In Russia, the language of geometric abstraction first appeared in 1915 in the work of the avant-garde artist Kazimir Malevich (1879–1935) (Museum of Modern Art, New York), in the style he termed Suprematism. Creating nonobjective compositions of elemental forms floating in white unstructured space, Malevich strove to achieve “the absolute,” the higher spiritual reality that he called the “fourth dimension.” Simultaneously, his compatriot Vladimir Tatlin (1885–1953) originated a new geometric abstract idiom in an innovative three-dimensional form, which he first dubbed “painterly reliefs” and subsequently “counter-reliefs” (1915–17). These were assemblages of randomly found industrial materials whose geometric form was dictated by their inherent properties, such as wood, metal, or glass. That principle, which Tatlin called “the culture of materials,” spurred the rise of the Russian avant-garde movement Constructivism (1918–21), which explored geometric form in two and three dimensions. The main practitioners of Constructivism included Liubov Popova (1889–1924), Aleksandr Rodchenko (1891–1956) (Museum of Modern Art, New York), Varvara Stepanova (1894–1958), and El Lissitzky (1890–1941). It was Lissitzky who became the transmitter of Constructivism to Germany, where its principles were later embodied in the teachings of the Bauhaus. Founded by the architect Walter Gropius in Weimar in 1919, it became during the 1920s (and until its dismantling by the Nazis in 1933) the vital proponent of geometric abstraction and experimental modern architecture. As a teaching institution, the Bauhaus encompassed different disciplines: painting, graphic arts, stage design, theater, and architecture. The art faculty was recruited from among the most distinguished painters of the time: Vasily Kandinsky, Paul Klee, Johannes Itten, Oskar Schlemmer, László Moholy-Nagy, Josef Albers, all of whom were devoted to the ideal of the purity of geometric form as the most appropriate expression of the modernist canon.

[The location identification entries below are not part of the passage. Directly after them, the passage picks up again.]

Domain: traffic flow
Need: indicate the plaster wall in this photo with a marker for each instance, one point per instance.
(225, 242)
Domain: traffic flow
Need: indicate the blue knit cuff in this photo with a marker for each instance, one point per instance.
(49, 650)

In France, during the 1920s, geometric abstraction manifested itself as the underlying principle of the Art Deco style, which propagated broad use of geometric form for ornamental purposes in the decorative and applied arts as well as in architecture. In the 1930s, Paris became the center of a geometric abstraction that arose out of its Synthetic Cubist sources and focused around the group Cercle et Carré (1930), and later Abstraction-Création (1932). With the outbreak of World War II, the focus of geometric abstraction shifted to New York, where the tradition was continued by the American Abstract Artists group (formed in 1937), including Burgoyne Diller and Ilya Bolotowsky. With the arrival of the Europeans Josef Albers (1933) and Piet Mondrian (1940), and such major events as the exhibition Cubism and Abstract Art (1936), organized by the Museum of Modern Art, and the creation of the Museum of Non-Objective Art (1939, now the Guggenheim), the geometric tradition acquired a new resonance, but it was essentially past its creative phase. Its influences, however, reached younger generations of artists, most directly affecting the Minimalist art of the 1960s, which used pure geometric form, stripped to its austere essentials, as the primary language of expression. Artists such as Donald Judd, Dan Flavin, and Dorothea Rockburne studied the geometric tradition and transformed it into their own artistic vocabulary.